12.7
Wielen/banden
12.7.1
Bandenspanning
12.7.2
Banden monteren
UX BAG0054.0 11.07
•
Vereist aanhaalmoment van de wielmoeren/-bouten:
510 Nm
•
Controleer regelmatig de
ο
vastheid van de wielmoeren;
ο
bandenspanning (zie hiervoor hoofdstuk 12.7.1).
•
Gebruik alleen de door ons voorgeschreven banden en velgen,
zie pagina 54.
•
Reparatiewerkzaamheden aan banden mogen alleen door vaklui
met daarvoor geschikt montagegereedschap uitgevoerd worden!
•
Het monteren van banden veronderstelt voldoende kennis en
reglementair montagegereedschap!
•
Bevestig de wagenkrik alleen op de gemarkeerde plaatsen!
•
De vereiste bandenspanning is afhankelijk van
ο
bandenmaat.
ο
draagvermogen van de band.
ο
rijsnelheid.
•
Het loopvermogen van de banden wordt verminderd door
ο
overbelasting.
ο
te lage bandenspanning.
ο
te hoge bandenspanning.
•
Controleer de bandenspanning regelmatig bij koude banden, dus
voor het rijden, zie pagina 54.
•
Het luchtdrukverschil in de banden van een as mag niet groter
zijn dan 0,1 bar.
•
De bandenspanning kan tot 1 bar oplopen na een snelle rit of bij
warm weer.

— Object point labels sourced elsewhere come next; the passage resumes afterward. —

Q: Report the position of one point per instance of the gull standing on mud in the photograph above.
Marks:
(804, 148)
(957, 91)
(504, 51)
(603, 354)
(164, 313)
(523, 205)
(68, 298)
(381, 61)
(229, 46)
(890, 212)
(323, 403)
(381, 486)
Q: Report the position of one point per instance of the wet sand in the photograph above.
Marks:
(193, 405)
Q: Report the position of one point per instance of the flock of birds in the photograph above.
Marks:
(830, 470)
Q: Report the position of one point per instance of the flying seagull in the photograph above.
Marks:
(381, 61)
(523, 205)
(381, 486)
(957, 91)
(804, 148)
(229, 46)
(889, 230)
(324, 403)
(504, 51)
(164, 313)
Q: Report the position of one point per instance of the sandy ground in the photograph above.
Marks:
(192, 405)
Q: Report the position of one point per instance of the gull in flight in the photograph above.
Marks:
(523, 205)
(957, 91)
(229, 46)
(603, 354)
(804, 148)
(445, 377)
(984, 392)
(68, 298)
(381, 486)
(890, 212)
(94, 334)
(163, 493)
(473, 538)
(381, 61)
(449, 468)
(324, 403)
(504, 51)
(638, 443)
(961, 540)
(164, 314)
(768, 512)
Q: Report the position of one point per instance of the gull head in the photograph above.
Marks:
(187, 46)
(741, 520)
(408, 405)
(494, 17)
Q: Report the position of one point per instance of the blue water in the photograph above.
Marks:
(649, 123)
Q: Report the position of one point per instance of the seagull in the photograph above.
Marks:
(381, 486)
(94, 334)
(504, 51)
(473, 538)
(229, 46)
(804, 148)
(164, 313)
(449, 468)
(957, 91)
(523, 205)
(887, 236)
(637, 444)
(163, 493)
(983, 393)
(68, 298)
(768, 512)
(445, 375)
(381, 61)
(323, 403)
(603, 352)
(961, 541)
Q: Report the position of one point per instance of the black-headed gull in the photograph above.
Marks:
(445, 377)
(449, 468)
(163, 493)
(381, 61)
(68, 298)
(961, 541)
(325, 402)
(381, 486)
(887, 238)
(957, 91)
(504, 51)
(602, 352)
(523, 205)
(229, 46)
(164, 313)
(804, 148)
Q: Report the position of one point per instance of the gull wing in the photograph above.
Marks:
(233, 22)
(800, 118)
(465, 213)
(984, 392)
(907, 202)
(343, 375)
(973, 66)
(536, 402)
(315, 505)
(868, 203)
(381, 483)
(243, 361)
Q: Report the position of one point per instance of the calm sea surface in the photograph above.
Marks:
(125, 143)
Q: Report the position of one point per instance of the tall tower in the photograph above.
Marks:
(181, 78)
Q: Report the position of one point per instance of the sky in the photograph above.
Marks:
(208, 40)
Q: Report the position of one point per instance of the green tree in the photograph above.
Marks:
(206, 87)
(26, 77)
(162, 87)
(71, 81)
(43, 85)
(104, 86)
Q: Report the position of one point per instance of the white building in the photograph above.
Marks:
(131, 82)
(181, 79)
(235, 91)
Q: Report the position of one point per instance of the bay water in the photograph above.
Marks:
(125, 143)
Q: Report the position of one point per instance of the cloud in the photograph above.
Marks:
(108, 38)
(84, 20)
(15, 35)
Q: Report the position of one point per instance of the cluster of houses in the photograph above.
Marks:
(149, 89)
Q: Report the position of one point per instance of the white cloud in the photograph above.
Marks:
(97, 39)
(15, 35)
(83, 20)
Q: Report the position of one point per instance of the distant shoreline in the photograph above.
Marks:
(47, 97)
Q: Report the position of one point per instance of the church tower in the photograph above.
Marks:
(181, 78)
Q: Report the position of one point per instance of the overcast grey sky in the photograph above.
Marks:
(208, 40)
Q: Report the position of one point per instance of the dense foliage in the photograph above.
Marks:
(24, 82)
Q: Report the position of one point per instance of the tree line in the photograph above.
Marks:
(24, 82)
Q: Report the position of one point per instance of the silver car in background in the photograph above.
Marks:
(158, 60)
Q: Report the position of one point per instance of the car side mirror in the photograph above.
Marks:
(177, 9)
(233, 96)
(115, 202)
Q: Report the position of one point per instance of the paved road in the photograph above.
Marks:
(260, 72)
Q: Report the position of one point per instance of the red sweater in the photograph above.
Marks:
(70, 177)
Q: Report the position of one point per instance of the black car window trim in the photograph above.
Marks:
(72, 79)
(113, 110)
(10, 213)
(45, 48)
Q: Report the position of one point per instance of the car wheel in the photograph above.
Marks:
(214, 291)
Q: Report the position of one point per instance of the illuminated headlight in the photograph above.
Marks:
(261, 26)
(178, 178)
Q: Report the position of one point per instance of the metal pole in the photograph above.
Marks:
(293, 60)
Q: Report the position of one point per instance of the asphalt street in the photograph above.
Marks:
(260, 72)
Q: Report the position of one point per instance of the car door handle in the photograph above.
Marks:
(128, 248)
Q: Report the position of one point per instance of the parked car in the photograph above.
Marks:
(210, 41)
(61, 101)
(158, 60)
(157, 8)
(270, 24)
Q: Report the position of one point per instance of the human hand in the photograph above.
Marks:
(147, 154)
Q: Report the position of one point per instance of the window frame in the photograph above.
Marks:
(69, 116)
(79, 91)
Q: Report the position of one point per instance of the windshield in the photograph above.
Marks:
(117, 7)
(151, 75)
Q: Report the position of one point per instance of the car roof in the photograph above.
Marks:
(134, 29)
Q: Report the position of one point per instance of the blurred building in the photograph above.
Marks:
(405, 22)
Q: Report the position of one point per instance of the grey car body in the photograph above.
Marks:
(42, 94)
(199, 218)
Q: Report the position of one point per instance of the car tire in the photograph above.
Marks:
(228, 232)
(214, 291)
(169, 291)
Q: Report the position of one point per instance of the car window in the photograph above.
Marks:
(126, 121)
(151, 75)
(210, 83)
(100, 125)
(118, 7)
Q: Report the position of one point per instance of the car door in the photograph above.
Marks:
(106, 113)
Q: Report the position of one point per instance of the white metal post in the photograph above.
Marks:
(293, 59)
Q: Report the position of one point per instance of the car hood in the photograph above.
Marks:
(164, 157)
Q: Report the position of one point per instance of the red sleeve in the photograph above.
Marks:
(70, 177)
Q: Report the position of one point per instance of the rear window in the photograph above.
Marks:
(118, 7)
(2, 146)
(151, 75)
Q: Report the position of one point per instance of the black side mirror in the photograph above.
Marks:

In geen geval de bandenspanning verlagen, omdat
de bandenspanning anders bij het afkoelen te laag is.
•
Voordat u een nieuwe band of een andere band monteert, eerst
de roestplekken op de velgrand verwijderen. Tijdens het rijden
kan corrosie schade aan de velgen veroorzaken.
•
Gebruik bij de montage van nieuwe banden altijd nieuwe
binnenbandloze ventielen of slangen.
•
Schroef altijd ventieldoppen met dichting op de ventielen.